Unablässig knetete und zerfurchte er das Material, raute es auf, glättete es und bearbeitete es erneut: Der Bildhauer Alberto Giacometti (1901–1966) rang mit bloßen Händen um eine Form, die seine subjektive Wahrnehmung der Welt künstlerisch auszudrücken würde. Nicht immer war er zufrieden mit dem, was er aus Ton, Gips oder Plastilin gestaltet hatte, oft verwarf er das Ergebnis. „In meinem Atelier sieht es aus wie nach einem Bergsturz“, schrieb der Schweizer Künstler 1947 an seine Mutter, „überall Gips und fast muss ich mir mit einer Schaufel den Weg bahnen“.

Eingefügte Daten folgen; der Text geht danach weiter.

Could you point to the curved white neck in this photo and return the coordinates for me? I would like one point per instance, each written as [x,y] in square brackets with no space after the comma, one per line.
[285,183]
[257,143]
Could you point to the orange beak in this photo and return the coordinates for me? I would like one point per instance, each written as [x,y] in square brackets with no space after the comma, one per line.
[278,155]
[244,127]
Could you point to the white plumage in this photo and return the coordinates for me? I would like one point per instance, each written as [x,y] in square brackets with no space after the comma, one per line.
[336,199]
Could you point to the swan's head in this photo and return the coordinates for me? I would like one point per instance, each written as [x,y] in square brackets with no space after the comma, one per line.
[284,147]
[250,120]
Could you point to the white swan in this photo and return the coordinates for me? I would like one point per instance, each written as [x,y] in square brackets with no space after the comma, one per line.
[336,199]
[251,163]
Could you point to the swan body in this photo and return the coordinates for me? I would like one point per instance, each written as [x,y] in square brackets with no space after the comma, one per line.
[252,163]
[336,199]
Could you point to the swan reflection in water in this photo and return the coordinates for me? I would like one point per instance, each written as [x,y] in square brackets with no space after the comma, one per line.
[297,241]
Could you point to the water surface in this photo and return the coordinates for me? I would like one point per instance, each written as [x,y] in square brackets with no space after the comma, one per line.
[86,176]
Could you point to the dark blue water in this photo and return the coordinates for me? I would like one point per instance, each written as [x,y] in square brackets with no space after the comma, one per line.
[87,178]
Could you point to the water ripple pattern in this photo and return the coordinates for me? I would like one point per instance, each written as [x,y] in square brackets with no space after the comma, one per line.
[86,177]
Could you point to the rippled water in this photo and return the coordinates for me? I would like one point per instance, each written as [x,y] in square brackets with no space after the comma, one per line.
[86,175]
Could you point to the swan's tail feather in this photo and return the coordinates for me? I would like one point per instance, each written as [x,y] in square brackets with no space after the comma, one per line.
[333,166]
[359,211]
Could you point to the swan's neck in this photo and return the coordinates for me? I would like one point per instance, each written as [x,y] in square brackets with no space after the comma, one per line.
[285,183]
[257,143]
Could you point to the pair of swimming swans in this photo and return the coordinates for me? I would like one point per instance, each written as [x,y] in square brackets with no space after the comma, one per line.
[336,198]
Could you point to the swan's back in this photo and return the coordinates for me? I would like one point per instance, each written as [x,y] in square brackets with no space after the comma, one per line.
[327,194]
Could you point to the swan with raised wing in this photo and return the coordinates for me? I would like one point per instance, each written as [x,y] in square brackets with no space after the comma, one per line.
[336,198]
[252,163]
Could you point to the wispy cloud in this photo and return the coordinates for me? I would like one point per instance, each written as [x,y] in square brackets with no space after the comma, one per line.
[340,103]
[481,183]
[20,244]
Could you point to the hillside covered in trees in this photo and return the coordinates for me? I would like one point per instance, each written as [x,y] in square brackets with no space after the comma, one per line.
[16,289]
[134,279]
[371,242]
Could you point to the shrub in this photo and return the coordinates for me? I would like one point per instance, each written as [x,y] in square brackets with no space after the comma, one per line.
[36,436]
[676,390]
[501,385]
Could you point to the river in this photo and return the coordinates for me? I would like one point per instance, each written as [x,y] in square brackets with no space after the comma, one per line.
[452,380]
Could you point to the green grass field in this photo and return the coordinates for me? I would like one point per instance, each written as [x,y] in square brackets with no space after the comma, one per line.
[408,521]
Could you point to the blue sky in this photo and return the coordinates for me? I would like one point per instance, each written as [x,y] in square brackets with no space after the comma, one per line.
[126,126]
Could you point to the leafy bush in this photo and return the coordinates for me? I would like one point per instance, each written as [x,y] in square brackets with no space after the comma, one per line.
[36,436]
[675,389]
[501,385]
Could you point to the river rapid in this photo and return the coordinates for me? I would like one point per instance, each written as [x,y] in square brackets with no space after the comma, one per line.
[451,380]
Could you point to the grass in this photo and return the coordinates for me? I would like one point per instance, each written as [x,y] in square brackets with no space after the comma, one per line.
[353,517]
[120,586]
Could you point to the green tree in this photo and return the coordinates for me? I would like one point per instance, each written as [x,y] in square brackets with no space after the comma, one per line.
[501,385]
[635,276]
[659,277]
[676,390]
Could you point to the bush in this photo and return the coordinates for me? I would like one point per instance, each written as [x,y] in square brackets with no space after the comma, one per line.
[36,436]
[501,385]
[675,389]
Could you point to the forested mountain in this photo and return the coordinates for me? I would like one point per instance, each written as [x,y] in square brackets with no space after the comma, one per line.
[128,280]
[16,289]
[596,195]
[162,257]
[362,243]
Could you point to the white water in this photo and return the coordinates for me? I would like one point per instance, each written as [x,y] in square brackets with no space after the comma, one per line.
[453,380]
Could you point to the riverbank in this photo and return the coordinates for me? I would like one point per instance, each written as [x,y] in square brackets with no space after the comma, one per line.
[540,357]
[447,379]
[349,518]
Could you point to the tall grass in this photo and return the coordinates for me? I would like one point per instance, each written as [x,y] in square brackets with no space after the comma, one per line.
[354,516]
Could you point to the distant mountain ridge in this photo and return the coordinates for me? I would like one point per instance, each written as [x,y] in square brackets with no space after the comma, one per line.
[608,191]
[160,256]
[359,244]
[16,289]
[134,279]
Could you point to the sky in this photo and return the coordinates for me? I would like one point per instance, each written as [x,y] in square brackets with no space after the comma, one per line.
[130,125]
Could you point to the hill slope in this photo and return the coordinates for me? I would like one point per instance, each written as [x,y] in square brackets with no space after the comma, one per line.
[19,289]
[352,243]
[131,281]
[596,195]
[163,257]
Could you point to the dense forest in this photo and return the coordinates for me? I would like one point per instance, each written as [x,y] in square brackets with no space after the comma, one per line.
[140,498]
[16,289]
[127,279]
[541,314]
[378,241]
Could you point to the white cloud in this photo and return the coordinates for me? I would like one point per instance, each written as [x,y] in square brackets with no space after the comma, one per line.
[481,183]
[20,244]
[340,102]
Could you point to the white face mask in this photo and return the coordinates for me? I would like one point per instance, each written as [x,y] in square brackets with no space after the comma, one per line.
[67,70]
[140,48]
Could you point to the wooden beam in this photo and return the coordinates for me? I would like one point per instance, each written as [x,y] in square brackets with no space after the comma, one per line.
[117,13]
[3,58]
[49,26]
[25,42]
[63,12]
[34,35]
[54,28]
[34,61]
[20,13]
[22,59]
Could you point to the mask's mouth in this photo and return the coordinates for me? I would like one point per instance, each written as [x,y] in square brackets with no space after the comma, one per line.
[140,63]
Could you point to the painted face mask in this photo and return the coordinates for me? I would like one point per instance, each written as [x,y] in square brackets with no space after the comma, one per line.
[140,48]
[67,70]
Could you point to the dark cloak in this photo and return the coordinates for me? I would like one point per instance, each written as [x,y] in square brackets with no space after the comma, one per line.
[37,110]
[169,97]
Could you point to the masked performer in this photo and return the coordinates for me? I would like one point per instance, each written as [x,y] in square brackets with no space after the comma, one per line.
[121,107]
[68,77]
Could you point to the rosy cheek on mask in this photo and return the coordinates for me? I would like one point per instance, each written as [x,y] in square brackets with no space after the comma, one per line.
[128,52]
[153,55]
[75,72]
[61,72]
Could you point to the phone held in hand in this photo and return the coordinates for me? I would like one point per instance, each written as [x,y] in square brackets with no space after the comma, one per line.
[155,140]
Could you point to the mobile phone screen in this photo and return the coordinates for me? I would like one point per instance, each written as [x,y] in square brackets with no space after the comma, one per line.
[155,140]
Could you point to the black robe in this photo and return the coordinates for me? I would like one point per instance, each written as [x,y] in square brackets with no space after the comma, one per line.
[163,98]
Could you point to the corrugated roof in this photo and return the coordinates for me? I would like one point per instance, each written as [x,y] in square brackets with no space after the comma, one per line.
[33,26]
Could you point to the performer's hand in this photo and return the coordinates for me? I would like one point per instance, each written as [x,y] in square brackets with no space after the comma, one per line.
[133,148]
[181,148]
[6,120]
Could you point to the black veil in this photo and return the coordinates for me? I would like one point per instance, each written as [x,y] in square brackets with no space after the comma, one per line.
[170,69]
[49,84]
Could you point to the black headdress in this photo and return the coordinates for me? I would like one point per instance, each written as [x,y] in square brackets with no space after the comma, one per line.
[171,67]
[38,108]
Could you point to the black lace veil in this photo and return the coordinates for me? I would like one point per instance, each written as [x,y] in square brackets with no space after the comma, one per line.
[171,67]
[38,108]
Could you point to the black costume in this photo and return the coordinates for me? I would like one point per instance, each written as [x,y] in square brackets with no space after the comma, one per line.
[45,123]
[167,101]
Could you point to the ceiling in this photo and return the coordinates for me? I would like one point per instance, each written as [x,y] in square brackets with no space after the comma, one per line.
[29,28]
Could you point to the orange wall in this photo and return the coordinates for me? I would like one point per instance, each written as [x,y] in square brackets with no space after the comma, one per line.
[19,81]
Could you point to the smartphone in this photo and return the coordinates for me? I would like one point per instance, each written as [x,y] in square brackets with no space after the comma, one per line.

Hundert Leihgaben aus Paris
Vergleiche mit der Bergwelt im Kanton Graubünden, wo er aufgewachsen war und wohin er in jedem Sommer zurückkehrte, stellte Giacometti häufig an. Nicht zufällig erinnert die Oberfläche seiner Plastiken an zerklüftete Gebirgsformationen, gemahnen seine hoch aufragenden Skulpturen an schlanke Bergtannen. Wie eng das Verhältnis des Bildhauers zur heimatlichen Natur war und wie stark sie sein Schaffen prägte, wird jetzt in der Retrospektive „Alberto Giacometti. Das Maß der Welt“ deutlich, die von heute an in der Kunsthalle Bremen zu sehen ist. Das Museum kooperiert für das Projekt mit der Fondation Giacometti in Paris, die den Nachlass des Künstlers verwaltet und aus deren Sammlung rund hundert Leihgaben stammen. Ergänzend sind Papierarbeiten aus dem eigenen Kupferstichkabinett zu sehen.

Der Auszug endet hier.